Es hora de ese reconocimiento crítico aunque ella despreciara (todos sus libros lo gritan en precisas figuras) toda inscripción por careta o tara burocrática de los Cabezas de mercurio, en nombre del feminismo de la escuela del bosque alucinatorio y porque lo entendió bien el poeta Silvio Mattoni al escribirle “Sos lo que fuiste, sos lo que quisiste ser”. Queda el desafío de escribir sobre sus libros de otra manera, desde un decir del lado del bosque y sus sombras, esperando señales del más allá.

Ahora que no te vemos

Luego de la muerte de Mariela, Luis García recibió de manos de un desconocido un ejemplar de una novela inédita de ella cuya existencia que desconocía: Ahora nadie puede verme. ¿Habrá que estar atentes? ¿Crear una nueva mancia en el vuelo de los vestiditos? Hacía poco Mariela Laudecina había escrito “Subí al techo y mi amiga me sacó una foto / Quería tener el cielo cerca y que el viento me levantara el vestido / como si hubiera trascendido y fuera verdad tocar las nubes / leerlas, ser una ficción en las alturas / Quedar desubicada porque somos seres de abajo / El arriba es nuestra fantasía / Me subí al techo porque el aire parece otro / para ser testigo de otra perspectiva / y después bajarme y contemplar la decepción / Mirar la foto y no verme a mí / si no a una chica en el cielo con vestido”.

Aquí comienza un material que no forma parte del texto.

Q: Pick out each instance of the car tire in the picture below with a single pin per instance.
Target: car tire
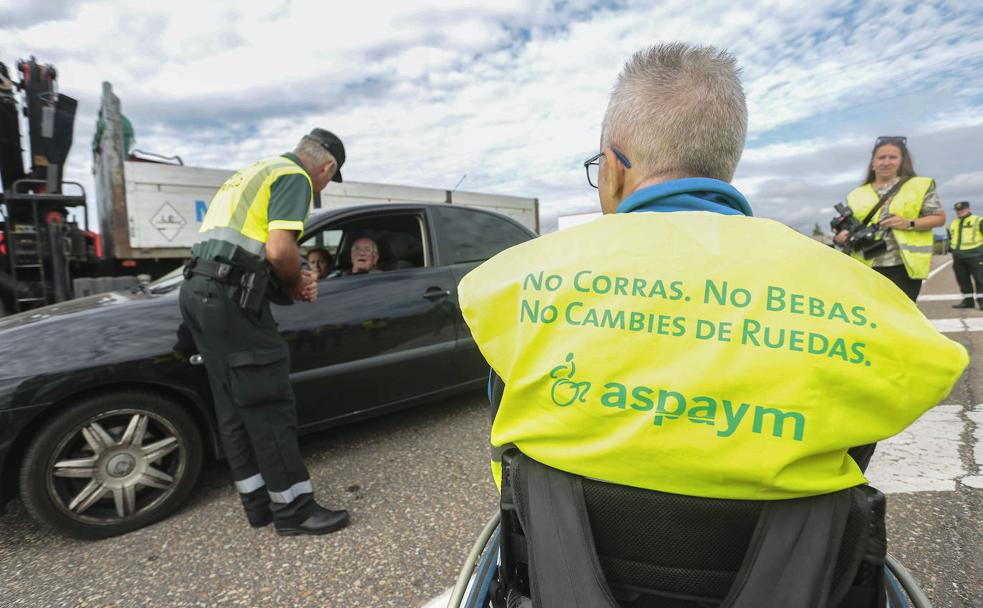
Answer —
(111, 464)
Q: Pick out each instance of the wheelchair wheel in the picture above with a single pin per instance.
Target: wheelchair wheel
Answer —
(901, 588)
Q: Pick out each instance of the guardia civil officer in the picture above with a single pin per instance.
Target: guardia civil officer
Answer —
(248, 249)
(679, 344)
(966, 242)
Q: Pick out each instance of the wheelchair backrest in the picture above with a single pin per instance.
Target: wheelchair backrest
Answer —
(656, 549)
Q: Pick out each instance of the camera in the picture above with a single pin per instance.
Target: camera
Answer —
(865, 240)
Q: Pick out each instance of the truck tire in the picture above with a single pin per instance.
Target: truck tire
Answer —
(113, 463)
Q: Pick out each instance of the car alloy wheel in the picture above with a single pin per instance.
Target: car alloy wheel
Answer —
(116, 465)
(112, 463)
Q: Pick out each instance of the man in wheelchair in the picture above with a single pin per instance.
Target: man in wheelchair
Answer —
(677, 385)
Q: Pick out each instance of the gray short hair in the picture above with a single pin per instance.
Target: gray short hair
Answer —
(312, 149)
(680, 110)
(375, 247)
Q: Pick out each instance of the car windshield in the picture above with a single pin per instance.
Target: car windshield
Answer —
(169, 282)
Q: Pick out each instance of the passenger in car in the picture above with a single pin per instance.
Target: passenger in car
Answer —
(365, 257)
(320, 262)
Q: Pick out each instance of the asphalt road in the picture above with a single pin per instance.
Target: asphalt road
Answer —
(417, 484)
(419, 490)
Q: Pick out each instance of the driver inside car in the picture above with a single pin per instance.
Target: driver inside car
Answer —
(365, 257)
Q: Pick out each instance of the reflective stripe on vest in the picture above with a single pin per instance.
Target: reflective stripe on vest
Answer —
(633, 352)
(915, 245)
(238, 211)
(964, 233)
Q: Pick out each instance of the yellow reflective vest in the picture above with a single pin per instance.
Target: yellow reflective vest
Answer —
(238, 211)
(966, 233)
(915, 245)
(701, 354)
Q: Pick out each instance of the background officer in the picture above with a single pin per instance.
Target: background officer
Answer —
(249, 239)
(966, 241)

Ese vestido ya quedó escrito en el secretaire de nuestro acuerpamiento como el vestidito rosa que César Aira coloca como objeto de deseo de las guerras de La Pampa y ese otro que nos espera del otro lado, una certeza del artista Omar Schirilo, quien pensaba que la muerte era una fiesta: “Y en la puerta, está Batato como dijo en una carta, antes de morir, preparando el recibimiento: “Allí estaré yo con mi vestidito”.

 

Su partida es amorosa no sólo en los frutos que nos deja, también en el desgarro incurable. Ahí tienen mierda, aprendan cómo se siente fuerte. Y sepan hacer algo con eso. El corazón que se rompe es un corazón que se abre. La partida lo dice, en su lengua burocrática que la hubiera hecho reír de ternura: shock cardiogénico irreversible. La chica conectada a 220, la chica del corazón que se rompe por otrxs, la chica irreversible, ahí, en cada corazón que se deje afectar por el shock de su paso por estos lares.